In [1]:
import importlib
import random

import numpy as np
import pandas as pd
import torch
from sklearn.metrics import auc, precision_recall_curve, roc_curve
from torch.utils.data import DataLoader, random_split

from suitability.datasets.wilds import get_wilds_dataset, get_wilds_model
from suitability.filter import suitability

importlib.reload(suitability)

from suitability.filter.evals import split_dataset_into_folds
from suitability.filter.suitability import SuitabilityFilter

random.seed(32)
np.random.seed(32)

In [None]:
root_dir = "/mfsnic/u/apouget/"
device = torch.device("cuda" if torch.cuda.is_available() else "cpu")

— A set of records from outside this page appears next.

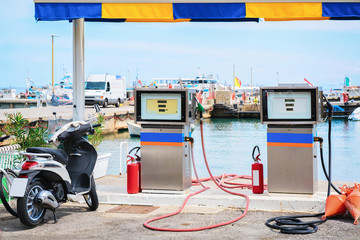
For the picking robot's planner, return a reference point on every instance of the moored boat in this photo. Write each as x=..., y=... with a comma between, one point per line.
x=355, y=115
x=134, y=129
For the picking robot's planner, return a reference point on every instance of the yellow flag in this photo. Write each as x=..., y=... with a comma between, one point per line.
x=237, y=82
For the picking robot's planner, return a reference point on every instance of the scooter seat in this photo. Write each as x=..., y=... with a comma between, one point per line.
x=58, y=154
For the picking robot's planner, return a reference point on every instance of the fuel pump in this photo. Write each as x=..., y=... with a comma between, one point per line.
x=165, y=116
x=291, y=113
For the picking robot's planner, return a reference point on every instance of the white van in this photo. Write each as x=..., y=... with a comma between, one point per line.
x=105, y=89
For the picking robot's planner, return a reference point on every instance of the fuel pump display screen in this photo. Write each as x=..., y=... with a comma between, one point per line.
x=289, y=105
x=292, y=105
x=161, y=106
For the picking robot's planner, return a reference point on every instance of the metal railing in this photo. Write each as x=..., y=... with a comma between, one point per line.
x=7, y=155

datasets_to_test = ["fmow", "civilcomments", "rxrx1", "amazon"] # "iwildcam"
splits_to_test = ["id_", ""]
step_size = 0.01
num_random_tries = 100

df_sf = pd.DataFrame(columns=["Dataset", "Split", "ROC AUC", "PR AUC"])
df_feat = pd.DataFrame(
    columns=["Dataset", "Split", "Feature", "Type", "ROC AUC", "PR AUC"]
)


def compute_roc_pr_auc(p_vals, ground_truth):
    roc_auc = auc(*roc_curve(ground_truth.flatten(), p_vals.flatten())[:2])
    precision, recall, _ = precision_recall_curve(
        ground_truth.flatten(), p_vals.flatten()
    )
    pr_auc = auc(recall, precision)
    return roc_auc, pr_auc


for data_name in datasets_to_test:
    for split in splits_to_test:
        if data_name == "civilcomments" and split == "id_":
            continue
        print(f"Testing {data_name} for split {split}")

        # Get data
        dataset_val = get_wilds_dataset(
            data_name,
            root_dir,
            split + "val",
            batch_size=64,
            shuffle=False,
            num_workers=4,
        ).dataset
        test, regressor = random_split(dataset_val, [0.5, 0.5])
        test_data = DataLoader(test, batch_size=64, shuffle=False, num_workers=4)
        regressor_data = DataLoader(
            regressor, batch_size=64, shuffle=True, num_workers=4
        )
        user_data = get_wilds_dataset(
            data_name,
            root_dir,
            split + "test",
            batch_size=64,
            shuffle=True,
            num_workers=4,
        )

        print(
            f"Test size: {len(test_data.dataset)}, Regressor size: {len(regressor_data.dataset)}, User data size: {len(user_data.dataset)}"
        )

        # Get model
        model = get_wilds_model(data_name, root_dir, algorithm="ERM")
        model = model.to(device)
        model.eval()

        # Construct suitability filter
        suitability_filter = SuitabilityFilter(model, test_data, regressor_data, device)
        test_features, test_corr = suitability_filter.get_features(test_data)
        suitability_filter.train_regressor()
        all_user_features, all_user_corr = suitability_filter.get_features(user_data)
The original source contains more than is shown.